Las dificultades son muy otras en países como Haití, Camerún, Egipto, Senegal o Indonesia, donde el principal problema es el hambre. La agencia de alimentación y agricultura de la ONU ha pronosticado que la factura de los cereales puede subir un 74% durante el año en curso en algunos de los países más pobres del mundo, y que si los Gobiernos no dan pasos para frenar el alza del precio de los alimentos, habrá hambre y malestar social que desembocará en disturbios. En las asambleas del FMI y del BM, los participantes centraron sus críticas en los biocarburantes, combustibles obtenidos a partir de materias primas vegetales, acusados de ser el principal agente de la crisis alimentaria al causar el alza de materias primas básicas como el arroz y el trigo. El BM entiende que la inflación generada a través de los alimentos tiende a convertirse en estructural, ya que, al margen de los biocombustibles, el encarecimiento es debido a una suma de factores entre los que se encuentra el régimen de alimentación de los países emergentes (más ingresos por persona se traducen en más comida, más carne y más necesidad de grano para alimentar al ganado), las sequías motivadas por el cambio climático, las dificultades a la hora de incrementar las reservas y la oferta alimentaria... Problemas de oferta y de demanda. El presidente del FMI, Dominique Strauss-Khan, declaró que los aumentos de los precios alimentarios han eliminado de un plumazo los avances en la lucha contra la pobreza contenidos en los Objetivos del Milenio de la ONU: "Hemos retrocedido siete años en apenas unos meses".

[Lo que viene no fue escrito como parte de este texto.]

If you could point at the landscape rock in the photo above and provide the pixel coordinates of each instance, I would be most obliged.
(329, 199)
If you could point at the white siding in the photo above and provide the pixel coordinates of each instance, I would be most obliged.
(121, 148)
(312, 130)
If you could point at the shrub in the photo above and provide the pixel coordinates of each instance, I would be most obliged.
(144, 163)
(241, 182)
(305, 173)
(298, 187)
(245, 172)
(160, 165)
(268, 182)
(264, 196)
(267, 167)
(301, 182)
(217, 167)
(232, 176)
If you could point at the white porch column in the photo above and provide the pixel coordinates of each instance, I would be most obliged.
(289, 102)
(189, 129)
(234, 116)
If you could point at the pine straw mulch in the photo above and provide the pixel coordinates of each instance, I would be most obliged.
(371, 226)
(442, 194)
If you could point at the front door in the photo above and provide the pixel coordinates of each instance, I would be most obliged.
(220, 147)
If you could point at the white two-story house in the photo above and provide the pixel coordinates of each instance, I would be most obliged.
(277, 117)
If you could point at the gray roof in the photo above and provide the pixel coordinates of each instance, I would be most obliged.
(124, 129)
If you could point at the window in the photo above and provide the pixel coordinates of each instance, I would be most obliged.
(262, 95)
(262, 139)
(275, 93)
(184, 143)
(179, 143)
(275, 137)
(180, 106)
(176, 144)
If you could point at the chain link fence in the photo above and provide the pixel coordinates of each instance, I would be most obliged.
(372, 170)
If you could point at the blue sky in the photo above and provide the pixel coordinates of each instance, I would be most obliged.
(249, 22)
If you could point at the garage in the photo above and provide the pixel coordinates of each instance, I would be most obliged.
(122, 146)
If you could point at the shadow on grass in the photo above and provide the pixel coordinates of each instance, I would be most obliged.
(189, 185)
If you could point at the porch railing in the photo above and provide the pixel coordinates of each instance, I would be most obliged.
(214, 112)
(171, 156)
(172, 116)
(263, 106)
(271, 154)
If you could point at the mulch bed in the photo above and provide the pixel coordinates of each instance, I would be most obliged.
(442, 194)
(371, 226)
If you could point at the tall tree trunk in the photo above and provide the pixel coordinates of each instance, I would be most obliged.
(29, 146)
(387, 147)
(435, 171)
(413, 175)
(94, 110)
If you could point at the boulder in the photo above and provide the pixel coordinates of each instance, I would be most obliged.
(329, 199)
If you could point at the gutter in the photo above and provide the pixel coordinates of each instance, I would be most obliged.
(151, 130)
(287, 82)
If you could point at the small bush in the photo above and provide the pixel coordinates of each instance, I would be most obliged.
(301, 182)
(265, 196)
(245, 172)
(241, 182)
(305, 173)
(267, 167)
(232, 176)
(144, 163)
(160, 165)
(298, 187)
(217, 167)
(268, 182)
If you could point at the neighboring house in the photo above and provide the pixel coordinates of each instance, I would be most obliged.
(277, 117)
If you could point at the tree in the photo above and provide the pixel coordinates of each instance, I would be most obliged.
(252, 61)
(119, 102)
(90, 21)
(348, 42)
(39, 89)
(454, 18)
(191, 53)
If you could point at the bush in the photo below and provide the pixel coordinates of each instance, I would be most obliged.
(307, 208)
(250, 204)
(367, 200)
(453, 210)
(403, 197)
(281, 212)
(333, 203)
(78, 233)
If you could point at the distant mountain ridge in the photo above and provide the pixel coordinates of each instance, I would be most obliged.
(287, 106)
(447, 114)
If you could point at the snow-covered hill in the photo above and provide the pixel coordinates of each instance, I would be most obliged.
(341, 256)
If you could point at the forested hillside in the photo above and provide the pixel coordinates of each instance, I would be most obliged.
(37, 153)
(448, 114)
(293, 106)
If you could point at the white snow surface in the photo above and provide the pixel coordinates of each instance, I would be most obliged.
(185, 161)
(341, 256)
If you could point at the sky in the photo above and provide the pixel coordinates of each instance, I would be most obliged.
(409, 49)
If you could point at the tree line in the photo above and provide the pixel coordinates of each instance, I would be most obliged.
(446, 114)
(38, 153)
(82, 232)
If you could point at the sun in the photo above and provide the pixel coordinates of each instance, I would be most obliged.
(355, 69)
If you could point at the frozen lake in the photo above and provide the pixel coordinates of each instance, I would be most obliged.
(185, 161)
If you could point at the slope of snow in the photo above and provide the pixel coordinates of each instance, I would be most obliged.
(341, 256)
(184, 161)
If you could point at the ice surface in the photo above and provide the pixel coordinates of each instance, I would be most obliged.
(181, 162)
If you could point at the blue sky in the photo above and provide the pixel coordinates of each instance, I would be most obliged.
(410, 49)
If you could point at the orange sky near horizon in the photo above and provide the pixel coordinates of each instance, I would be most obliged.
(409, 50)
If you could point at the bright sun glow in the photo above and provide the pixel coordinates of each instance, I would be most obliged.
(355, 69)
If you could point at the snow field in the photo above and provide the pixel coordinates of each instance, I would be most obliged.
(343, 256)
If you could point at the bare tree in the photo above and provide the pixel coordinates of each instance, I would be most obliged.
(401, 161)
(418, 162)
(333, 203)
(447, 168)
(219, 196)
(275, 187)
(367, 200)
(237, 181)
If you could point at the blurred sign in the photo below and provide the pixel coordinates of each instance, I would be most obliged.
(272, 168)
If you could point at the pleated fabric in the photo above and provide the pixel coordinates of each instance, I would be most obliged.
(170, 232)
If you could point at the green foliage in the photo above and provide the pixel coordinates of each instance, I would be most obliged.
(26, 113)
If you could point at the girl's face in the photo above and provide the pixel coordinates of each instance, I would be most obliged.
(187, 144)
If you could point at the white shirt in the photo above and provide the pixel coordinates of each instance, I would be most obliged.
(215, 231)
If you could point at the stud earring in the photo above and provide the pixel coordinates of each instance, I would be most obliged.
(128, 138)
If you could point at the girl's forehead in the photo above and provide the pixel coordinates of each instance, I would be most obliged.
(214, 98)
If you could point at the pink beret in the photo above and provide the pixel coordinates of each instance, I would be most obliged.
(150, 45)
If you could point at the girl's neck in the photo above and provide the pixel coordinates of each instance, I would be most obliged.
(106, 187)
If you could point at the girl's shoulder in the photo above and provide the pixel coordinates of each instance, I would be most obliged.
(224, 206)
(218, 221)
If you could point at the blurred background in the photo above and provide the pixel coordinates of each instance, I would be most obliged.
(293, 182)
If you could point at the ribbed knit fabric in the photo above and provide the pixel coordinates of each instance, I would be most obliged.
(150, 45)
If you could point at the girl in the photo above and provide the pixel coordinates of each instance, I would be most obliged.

Una de las enseñanzas de estas asambleas es que se han acabado las políticas de talla única, tan cercanas a la ortodoxia tradicional del Fondo y del Banco Mundial. Cada región del mundo escoge sin complejos el desequilibrio más grave de su economía y adopta las políticas económicas más convenientes para eliminarlo. Mientras EE UU ha elegido volver a la senda del crecimiento aun a costa de más inflación, la política monetaria del Banco Central Europeo persiste en combatir el descontrol de los precios antes que fijarse en los estragos de la desaceleración en la vida cotidiana de los ciudadanos. Unos y otros, americanos y europeos, deberán contribuir a un fondo para que las poblaciones más afectadas de los países pobres puedan comprar los alimentos hiperinflacionados.